A writer with less care for prose, or less experience, might have written something like this: "Mia's legs flew out from under her. She was left hanging by one hand, praying her grip would hold. But it continued to slip away." Descriptions like this are workman-like and lack the flourish that you can see above.

Another quick example that I have to mention would be this: "Two glossy reflections locked on to her. Two bright green eyes. Striated with gold, they followed her movements, would disappear, then reappear. A blink."

While I like the prose and thought it was much better than most self-published work and most traditionally published work, too, there were some problems worth mentioning: the confusing nature of some sections. I won't say that every section of the story was confusing, but it happened enough that I noticed.

On one hand, it seems obvious that this was intentional in certain places. When Mia started interacting with the child/monster, the confusion over what this thing was is understandable both for the character in story and for the author making writing decisions. Even then, I still don't understand what the child monster was, now that I have finished the story. I still don't understand if Mia was just exaggerating the cleft lip of an innocent child or if it genuinely was a creepy supernatural presence in the story. Further, I don't understand the point of the character. There was a part where the creature showed that it knew a song, something that it ought not know, but I don't remember any answer being given for this. Maybe that was the point, and maybe there really is more to the story overall, but at this point I don't really see the point of including this at all.

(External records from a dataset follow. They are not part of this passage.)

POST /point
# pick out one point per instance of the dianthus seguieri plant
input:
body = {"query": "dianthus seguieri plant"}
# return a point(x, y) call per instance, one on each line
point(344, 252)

I also was rather confused about the scene I briefly mentioned above when I was talking about the relationship between Mia and her mother. I mentioned that Mia was "physically hurt by the man." This is because I didn't really understand what happened. The way the mother reacted seemed to imply that she was raped, or maybe she was just referring to how Mia couldn't fight back. I don't know. But the story seemed to imply that she wasn't actually raped, perhaps because of Mia's personal bias. Unfortunately, I don't have the quotes on hand; I just remember constantly second-guessing myself as the story continued.

A final example of metaphor going a bit too far was in chapter 17, when Isla seemed to be imagining herself on a boat. My initial impression was that she was being carried while in the rain, and the movements resembled that of being in a boat. But then the description talked about her going overboard and being overtaken by the sea; this obviously implies that these perceived metaphors were meant to be literal. I was just confused. I don't know.

I don't think that metaphor is bad in prose altogether, I just think there has to be some balance. There might not be one true way to address this problem, but the general idea from me would be to try and move back and forth between concrete and metaphorical description so that the readers have some foothold. If the character is delusional, then the delusion could be communicated in concrete language, only to have that undercut by the progression of events. In this case, the metaphor would mainly be an aesthetic, rather than a tool for communicating confusion. This is probably too simplistic, but it's something I thought of while reading.

I also occasionally wonder about the degree to which my own writing reflects this. It's easy to forget how confusing your writing might be to others, when you are the one who wrote it and therefore know what it means from the outset. Who knows?

Conclusion

Overall, I liked the book for the characters and their relationships, and the overall prose. At the same time, the prose was sometimes too metaphorical, and the plot wasn't that interesting. I think I will give the book a 7/10.